Lebanon's cabinet on March 2 took the unprecedented step of formally prohibiting Hezbollah from participating in military activities, a move framed by the prime minister as a reassertion of state monopoly over force. The decision follows an Israeli strike that killed 31 people — which Israel said targeted Hezbollah members — and comes amid renewed cross-border hostilities that have strained Lebanon's fragile politics.
Prime Minister Nawaf Salam said bluntly that "the right to decide war and peace is entirely in the hands of the state; this requires curbing Hezbollah's activities and forcing it to hand over its weapons." His statement signals a rare moment of public government unity in confronting the militia's armed status, but it also sets up an immediate and difficult question of enforcement in a country where Hezbollah is a powerful political actor and social provider.

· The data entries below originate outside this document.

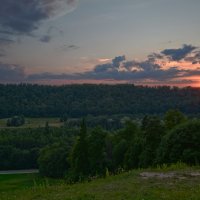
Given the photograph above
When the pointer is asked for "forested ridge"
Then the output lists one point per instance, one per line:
(81, 100)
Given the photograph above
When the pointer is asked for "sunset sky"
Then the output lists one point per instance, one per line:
(149, 42)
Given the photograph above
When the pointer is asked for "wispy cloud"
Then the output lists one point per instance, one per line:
(154, 70)
(22, 17)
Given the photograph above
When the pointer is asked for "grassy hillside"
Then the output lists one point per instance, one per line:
(183, 184)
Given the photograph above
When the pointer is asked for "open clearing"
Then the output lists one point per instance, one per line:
(170, 184)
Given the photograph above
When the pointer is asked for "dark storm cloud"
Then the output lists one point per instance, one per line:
(22, 17)
(179, 54)
(117, 60)
(6, 41)
(118, 69)
(67, 47)
(11, 73)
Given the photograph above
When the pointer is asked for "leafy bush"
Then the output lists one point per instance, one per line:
(181, 144)
(53, 161)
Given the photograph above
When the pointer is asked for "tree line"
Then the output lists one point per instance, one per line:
(95, 152)
(81, 100)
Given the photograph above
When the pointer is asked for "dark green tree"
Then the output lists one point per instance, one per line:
(53, 161)
(181, 144)
(97, 157)
(80, 162)
(173, 118)
(152, 132)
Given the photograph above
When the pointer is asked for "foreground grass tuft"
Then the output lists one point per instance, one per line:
(183, 185)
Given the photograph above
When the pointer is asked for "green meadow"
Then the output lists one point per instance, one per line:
(175, 183)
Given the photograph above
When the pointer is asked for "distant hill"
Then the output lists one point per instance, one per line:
(81, 100)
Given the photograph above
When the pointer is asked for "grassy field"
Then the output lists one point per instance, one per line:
(34, 122)
(167, 184)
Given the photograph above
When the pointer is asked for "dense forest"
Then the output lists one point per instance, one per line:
(81, 100)
(84, 153)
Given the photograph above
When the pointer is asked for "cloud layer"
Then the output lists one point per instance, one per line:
(154, 69)
(22, 17)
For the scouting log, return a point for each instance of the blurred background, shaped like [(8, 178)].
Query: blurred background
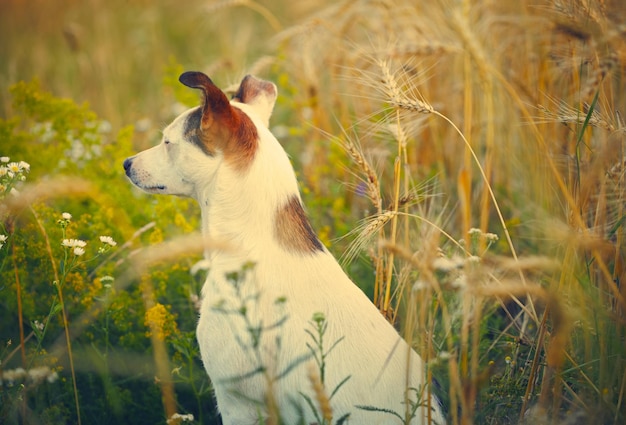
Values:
[(464, 159)]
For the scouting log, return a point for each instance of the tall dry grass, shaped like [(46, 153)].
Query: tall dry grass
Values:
[(511, 111)]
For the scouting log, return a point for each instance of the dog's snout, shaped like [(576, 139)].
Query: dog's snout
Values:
[(128, 162)]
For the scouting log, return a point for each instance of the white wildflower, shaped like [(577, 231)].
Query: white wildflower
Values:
[(14, 167), (419, 285), (178, 417), (74, 243), (107, 240), (473, 259), (491, 237)]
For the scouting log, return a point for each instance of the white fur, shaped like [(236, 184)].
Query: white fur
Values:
[(240, 207)]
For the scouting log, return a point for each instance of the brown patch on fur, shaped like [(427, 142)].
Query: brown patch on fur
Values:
[(218, 126), (293, 230), (251, 87), (244, 140)]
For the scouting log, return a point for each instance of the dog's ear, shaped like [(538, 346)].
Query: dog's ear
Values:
[(259, 94), (216, 105)]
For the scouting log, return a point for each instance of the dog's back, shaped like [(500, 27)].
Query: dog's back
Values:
[(280, 324)]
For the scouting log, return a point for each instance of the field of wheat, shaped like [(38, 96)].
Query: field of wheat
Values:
[(464, 159)]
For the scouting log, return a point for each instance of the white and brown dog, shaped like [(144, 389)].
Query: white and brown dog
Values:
[(255, 330)]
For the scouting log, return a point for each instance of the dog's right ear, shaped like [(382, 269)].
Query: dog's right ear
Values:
[(259, 94), (216, 106)]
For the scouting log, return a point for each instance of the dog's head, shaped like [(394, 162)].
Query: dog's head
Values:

Hezbollah has long been both a political party and an armed militia, justified by many Lebanese as a resistance force against Israel and sustained by deep ties to Iran and Syria. Previous Lebanese governments have avoided directly confronting its armed wing for fear of domestic violence and regional escalation; historians of Lebanon note there is no precedent for an outright cabinet prohibition during the many previous Israel–Lebanon confrontations.
The policy shift has three risky implications. Domestically, forcing disarmament or limitation of combat operations could fracture Lebanon's fragile governing coalitions and risk street-level violence. Regionally, it may provoke a response from Iran-backed networks or alter Hezbollah's calculus vis-à-vis Israel, potentially increasing the chance of miscalculation along the northern border.
Implementation will be the real test. The Lebanese state has limited coercive capacity outside Beirut and depends on a divisive mix of security institutions; compelling Hezbollah to relinquish arms would require either a credible show of force, international guarantees, or a negotiated bargain that preserves the militia's prestige while reducing overt military activity. For external actors — Israel, Iran, Western capitals — the announcement is an invitation to press for leverage, but they may be reluctant to underwrite a risky enforcement campaign that could spill into wider conflict.
For now the declaration is as much political signalling as policy. It recalibrates expectations in Beirut and abroad about Lebanon's sovereignty claims, but without concrete mechanisms, timelines or enforcement provisions it remains a high-stakes gambit whose success depends on fragile bargains among domestic factions and cautious diplomacy by outside powers.